Nesta apresentação consideraremos alguns vitais e importantes aspectos da filiação de nosso Senhor. Ao fazê-lo, porém, devemos sempre lembrar que muito do que gostaríamos de saber a respeito dêste tema, não foi revelado. Com efeito, a questão da Divindade, bem como da Encarnação e muitos pontos do plano de Deus para salvar os homens pertencem à categoria de mistérios.

Escrevendo a Timóteo, declarou o apóstolo Paulo, concernente ao Verbo tornado carne: “Grande é o mistério da piedade: Deus foi manifestado em carne” (I Tim. 3:16).

Ellen G. White escreveu o seguinte sôbre êste assunto: “Contemplando a encarnação de Cristo na humanidade, ficamos maravilhados ante um impenetrável mistério, que a mente humana não pode compreender.” 1

Isto é verdade.
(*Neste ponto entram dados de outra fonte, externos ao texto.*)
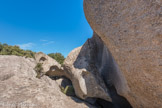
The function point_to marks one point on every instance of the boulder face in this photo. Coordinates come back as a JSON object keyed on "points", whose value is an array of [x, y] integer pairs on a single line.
{"points": [[85, 78], [132, 31], [95, 73], [19, 87]]}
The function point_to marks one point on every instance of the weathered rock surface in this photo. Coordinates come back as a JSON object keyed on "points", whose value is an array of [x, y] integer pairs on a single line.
{"points": [[19, 87], [84, 67], [132, 30], [50, 66]]}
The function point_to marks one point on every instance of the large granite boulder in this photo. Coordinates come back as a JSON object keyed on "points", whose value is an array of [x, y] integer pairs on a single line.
{"points": [[132, 31], [85, 69], [19, 87]]}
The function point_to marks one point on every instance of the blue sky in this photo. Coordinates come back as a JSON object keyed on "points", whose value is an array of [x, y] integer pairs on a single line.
{"points": [[44, 25]]}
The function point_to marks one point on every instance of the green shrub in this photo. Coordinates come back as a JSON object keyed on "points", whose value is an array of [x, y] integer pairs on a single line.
{"points": [[15, 50], [58, 57]]}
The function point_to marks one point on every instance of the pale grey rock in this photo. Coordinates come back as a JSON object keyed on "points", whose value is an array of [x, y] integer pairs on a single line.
{"points": [[19, 87], [132, 31], [86, 70]]}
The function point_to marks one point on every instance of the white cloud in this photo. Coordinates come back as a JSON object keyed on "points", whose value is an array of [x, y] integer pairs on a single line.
{"points": [[47, 43], [26, 46]]}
É impossível para a mente humana compreender êste grande e glorioso tema, mas também é certo que Deus revelou algumas coisas em Sua Palavra que nos capacitarão a entender, pelo menos até certo ponto, a filosofia e o plano da salvação. Lemos a êsse respeito:

Que Deus assim Se manifestasse em carne é realmente um mistério; e sem a ajuda do Espírito Santo não podemos esperar compreender êste assunto. 2

Por outro lado, somos aconselhados a considerar êsses temas:

Quando desejarmos estudar um problema profundo, fixemos a mente na mais maravilhosa coisa que já ocorreu na Terra ou no Céu — a Encarnação do Filho de Deus. 3

Êste é o assunto que consideraremos neste e nos artigos futuros, e significará meditar em certas expressões concernentes a nosso Salvador Jesus Cristo, empregadas na Escritura Sagrada. Expressões como “Filho unigênito” (S. João 3:16), “o primogênito dentre os mortos” (Col. 1:18), “o primogênito de tôda a criatura” (Col. 1:15), “primogênito” (Heb. 1:6) etc., serão estudadas e consideradas.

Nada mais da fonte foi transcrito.